New Director for Seamus Heaney Centre
Congratulations to Glenn Patterson who has just been announced as Director of the Seamus Heaney Centre for Poetry.
Glenn will replace Professor Fran Brearton, who has steered the Heaney Centre for the past three years.
The author of ten novels and three works of non-fiction, Glenn co-wrote (with Colin Carberry) the film Good Vibrations, which told the story of Troubles-era Belfast music promoter Terri Hooley. The screenplay was nominated for a BAFTA.
A Belfast native, Glenn completed an MA in Creative Writing at the University of East Anglia where he was taught by well-known writers and critics, Malcolm Bradbury and Angela Carter.
As well as writing novels, Glenn’s plays and stories have been broadcast on Radio 3 and Radio 4 and his journalism has appeared in the Guardian, Observer, Sunday Times, Independent and the Irish Times.
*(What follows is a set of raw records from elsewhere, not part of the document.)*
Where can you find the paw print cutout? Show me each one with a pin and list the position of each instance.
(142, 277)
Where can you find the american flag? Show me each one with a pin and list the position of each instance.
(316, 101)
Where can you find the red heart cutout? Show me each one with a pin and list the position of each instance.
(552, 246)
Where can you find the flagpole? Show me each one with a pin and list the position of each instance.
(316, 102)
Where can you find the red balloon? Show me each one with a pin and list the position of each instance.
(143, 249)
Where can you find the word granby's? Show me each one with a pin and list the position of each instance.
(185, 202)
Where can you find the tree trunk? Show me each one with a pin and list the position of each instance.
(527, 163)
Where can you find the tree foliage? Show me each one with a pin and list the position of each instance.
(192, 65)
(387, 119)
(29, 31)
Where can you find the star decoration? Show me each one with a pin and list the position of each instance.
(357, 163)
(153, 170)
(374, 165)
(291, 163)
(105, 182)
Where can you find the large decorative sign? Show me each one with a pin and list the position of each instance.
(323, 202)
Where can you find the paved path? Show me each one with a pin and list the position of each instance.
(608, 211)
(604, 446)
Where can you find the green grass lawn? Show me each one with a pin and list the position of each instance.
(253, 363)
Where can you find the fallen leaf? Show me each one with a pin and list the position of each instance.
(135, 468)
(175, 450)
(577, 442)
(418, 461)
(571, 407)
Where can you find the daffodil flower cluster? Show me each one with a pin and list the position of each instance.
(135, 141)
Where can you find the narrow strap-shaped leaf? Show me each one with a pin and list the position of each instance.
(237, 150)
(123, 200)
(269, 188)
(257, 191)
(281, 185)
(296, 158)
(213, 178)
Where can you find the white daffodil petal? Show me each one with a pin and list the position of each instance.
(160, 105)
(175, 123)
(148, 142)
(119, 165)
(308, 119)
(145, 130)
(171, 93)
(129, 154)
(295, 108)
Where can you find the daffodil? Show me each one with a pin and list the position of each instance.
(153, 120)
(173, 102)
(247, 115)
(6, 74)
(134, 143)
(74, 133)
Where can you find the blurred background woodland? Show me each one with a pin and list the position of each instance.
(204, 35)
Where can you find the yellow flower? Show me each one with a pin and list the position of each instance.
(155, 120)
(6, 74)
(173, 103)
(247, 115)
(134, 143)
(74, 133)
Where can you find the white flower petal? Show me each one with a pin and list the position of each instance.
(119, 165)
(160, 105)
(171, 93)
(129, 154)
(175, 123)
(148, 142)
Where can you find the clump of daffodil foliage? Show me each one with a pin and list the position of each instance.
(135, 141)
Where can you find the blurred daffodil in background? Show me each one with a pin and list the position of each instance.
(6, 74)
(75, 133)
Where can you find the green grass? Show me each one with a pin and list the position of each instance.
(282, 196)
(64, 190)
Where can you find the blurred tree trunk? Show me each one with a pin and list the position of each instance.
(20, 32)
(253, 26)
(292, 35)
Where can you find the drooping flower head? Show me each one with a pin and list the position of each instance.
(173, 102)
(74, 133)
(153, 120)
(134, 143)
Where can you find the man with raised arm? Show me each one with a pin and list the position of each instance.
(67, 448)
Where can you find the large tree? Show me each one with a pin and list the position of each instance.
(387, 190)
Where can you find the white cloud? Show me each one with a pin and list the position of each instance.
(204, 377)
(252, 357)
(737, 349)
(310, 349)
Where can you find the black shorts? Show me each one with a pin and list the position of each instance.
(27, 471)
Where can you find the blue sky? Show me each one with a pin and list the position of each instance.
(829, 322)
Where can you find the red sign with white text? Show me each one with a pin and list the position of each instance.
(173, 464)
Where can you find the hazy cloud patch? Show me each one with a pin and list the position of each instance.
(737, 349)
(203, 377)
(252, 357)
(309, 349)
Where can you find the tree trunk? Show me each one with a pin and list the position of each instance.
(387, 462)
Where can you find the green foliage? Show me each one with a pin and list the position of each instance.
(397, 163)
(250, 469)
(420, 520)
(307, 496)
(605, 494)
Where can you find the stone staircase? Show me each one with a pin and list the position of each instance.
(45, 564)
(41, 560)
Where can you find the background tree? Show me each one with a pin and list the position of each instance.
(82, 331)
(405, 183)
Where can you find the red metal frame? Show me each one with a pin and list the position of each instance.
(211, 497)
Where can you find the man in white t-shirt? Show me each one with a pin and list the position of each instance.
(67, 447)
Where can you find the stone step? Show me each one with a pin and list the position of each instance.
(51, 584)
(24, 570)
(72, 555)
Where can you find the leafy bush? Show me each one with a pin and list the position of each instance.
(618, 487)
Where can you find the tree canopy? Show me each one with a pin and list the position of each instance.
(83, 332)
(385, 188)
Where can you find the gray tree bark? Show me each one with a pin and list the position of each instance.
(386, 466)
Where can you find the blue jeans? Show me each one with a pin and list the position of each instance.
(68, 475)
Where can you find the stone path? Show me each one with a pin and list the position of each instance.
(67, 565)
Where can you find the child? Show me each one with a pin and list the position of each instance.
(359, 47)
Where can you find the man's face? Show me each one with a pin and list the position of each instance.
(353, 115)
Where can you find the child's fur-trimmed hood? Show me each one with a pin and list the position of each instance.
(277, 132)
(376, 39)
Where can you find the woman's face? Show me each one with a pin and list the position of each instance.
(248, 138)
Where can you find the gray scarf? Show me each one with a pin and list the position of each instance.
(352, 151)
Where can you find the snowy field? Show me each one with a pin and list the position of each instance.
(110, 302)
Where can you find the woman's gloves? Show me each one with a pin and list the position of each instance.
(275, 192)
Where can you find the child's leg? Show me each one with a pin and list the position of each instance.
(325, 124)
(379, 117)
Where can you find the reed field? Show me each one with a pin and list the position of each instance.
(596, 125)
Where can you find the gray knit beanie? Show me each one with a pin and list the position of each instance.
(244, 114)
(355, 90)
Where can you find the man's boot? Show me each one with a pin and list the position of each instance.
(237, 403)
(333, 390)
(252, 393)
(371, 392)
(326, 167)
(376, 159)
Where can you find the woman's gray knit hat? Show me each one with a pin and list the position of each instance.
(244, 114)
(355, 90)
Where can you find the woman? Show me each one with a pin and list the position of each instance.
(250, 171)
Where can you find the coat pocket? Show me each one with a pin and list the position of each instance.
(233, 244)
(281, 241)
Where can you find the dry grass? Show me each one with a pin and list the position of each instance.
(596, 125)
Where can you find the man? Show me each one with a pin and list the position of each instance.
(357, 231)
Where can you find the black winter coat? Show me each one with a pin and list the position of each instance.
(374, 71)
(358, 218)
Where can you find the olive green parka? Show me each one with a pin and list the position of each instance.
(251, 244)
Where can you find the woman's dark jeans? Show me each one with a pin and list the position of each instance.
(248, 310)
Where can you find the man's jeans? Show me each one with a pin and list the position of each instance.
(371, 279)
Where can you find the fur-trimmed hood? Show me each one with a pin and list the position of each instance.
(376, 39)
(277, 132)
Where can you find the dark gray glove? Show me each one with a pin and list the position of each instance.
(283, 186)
In 2008, he was awarded a Lannan Literary Fellowship.
Before coming to Queen's as writer-in-residence in 1994, Glenn was Creative Writing Fellow at the University of East Anglia and later, writer-in-residence at University College Cork. In 2016, he was Heimbold Visiting Chair of Irish Studies at Villanova University.
He has presented TV documentaries and an arts review show for RTE and is a member of the distinguished Irish arts organisation, Aosdana.
Commenting on his new appointment, Glenn said: "At its opening in 2004, Seamus Heaney described the Centre that carries his name as ‘an act of faith in the imaginative and intellectual work that has brought repute and respect to the University’. My job, carrying on from Professor Brearton and before that, Professor Ciaran Carson, is simple – to ensure that the Centre, and the University, continues to keep – and build on – that faith".